Navigating generative AI chip bubble

The semiconductor industry had a challenging year in 2023 with sales expected to be down 9.4% (to US$520 billion) for the year. A worldwide decline in revenue was due to factors including inflationary pressure, geopolitical uncertainty, inventory surpluses, ongoing supply chain disruption, demand challenges in the PC and mobile device markets, and a scarcity of skilled talent. For an industry fighting headwinds gen AI chips provided a growth area, especially at leading manufacturing nodes. A gen AI chip is a package of special GPUs, special CPUs, special HBM3 in advanced 2.5D packaging, plus other special chips needed for connectivity in the data center. According to a Delloite report, as 2024 approaches, the market for these chips looks to be strong and predicted that total AI chip sales in 2024 will be 11% of the predicted global chip market of US$576 billion. The report also said that in the longer term, there are forecasts suggesting that AI chips could reach US$400 billion in sales by 2027.

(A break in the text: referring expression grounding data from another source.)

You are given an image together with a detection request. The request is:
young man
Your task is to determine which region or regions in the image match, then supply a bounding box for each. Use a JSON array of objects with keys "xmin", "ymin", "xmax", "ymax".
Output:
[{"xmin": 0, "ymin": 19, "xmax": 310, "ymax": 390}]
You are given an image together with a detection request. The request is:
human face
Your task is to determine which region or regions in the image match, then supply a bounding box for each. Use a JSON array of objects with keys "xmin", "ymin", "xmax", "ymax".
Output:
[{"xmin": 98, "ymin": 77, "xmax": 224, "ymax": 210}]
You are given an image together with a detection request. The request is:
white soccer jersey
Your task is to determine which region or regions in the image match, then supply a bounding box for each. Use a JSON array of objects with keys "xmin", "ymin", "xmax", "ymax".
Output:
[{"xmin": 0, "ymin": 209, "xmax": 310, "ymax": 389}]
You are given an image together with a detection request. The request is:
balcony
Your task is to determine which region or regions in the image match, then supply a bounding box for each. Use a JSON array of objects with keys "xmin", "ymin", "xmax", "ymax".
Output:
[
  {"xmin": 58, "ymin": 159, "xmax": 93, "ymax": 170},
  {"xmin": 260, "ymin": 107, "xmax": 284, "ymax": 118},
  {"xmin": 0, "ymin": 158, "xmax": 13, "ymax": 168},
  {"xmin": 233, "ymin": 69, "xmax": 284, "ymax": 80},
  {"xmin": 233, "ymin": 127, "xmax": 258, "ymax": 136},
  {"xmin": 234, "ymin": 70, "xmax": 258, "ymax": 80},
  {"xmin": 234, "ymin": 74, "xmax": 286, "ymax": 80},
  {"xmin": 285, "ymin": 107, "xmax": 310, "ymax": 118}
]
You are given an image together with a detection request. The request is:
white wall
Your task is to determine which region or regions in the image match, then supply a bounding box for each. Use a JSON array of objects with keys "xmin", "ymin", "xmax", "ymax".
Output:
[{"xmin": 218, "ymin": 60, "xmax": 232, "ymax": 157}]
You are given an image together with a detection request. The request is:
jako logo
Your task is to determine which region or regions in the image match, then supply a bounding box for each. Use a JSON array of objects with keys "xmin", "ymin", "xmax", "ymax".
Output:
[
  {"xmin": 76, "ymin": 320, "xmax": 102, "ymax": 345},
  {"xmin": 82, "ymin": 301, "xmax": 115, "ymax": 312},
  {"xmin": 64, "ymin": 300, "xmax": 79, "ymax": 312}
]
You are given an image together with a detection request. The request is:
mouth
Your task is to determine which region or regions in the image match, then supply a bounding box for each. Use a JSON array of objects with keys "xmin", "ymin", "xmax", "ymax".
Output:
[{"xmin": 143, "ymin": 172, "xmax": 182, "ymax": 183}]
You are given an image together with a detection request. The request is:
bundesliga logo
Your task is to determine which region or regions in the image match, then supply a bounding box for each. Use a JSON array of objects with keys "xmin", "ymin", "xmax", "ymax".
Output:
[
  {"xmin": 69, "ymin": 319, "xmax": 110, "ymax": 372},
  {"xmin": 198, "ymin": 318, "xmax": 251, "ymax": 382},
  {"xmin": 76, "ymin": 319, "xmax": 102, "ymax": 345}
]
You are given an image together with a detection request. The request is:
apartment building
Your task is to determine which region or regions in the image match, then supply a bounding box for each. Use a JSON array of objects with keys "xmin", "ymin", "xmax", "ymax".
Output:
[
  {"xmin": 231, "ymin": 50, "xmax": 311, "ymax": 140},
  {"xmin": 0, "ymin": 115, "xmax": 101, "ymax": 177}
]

But there are some uncertainties around the strong demand and this could change at some point in 2024.

New entries in market

With a strong demand new players have entered into the market, companies that, up until now, have been better known as buyers of chips but have decided to start making their own. Nobody knows how any of these will fare at this point.

No single chip architecture

There are many different gen AI models and approaches that needs different chip architecture, and no single chip architecture would be optimal for all use cases. Producing these chips would require billions of dollars of investment.

Edge chips

It’s possible that in 2024 more processing will be done at the edge, on smaller, cheaper, or different accelerators or gen AI models than the ones that dominated in 2023

Fluctuations in demand

Semiconductor industry is very susceptible for over-ordering and excess inventories in times of undersupply. When chip customers are on allocation and are unlikely to receive complete orders, they often over order. Deloitte says once supply and AI chip demand are more in balance, buyers may get more chips than they need and then pull back just as new capacity is coming online. This could be seen by the second half of 2024.

Charging for generative AI services

The current demand for gen AI chips is coming from enterprise software companies. They may plan on including gen AI features and services inside their existing or new software offerings and hope to charge for those features. Deloitte predicts this will provide a US$10 billion revenue uplift in enterprise software revenues by the end of 2024. In case the buyers are unwilling to pay a premium for gen AI services; demand for such chips would abruptly reduce.

What happens after the current high demand and high prices are met by higher supply. As new manufactures enter into the market, prices would eventually decline, impacting the revenues of 2025 and beyond. Deloitte predicts that by 2027 due to the above listed factors and export controls on China from purchasing advanced node chips of all types, including generative AI chip could impact global growth and market could sit around USD100 billion.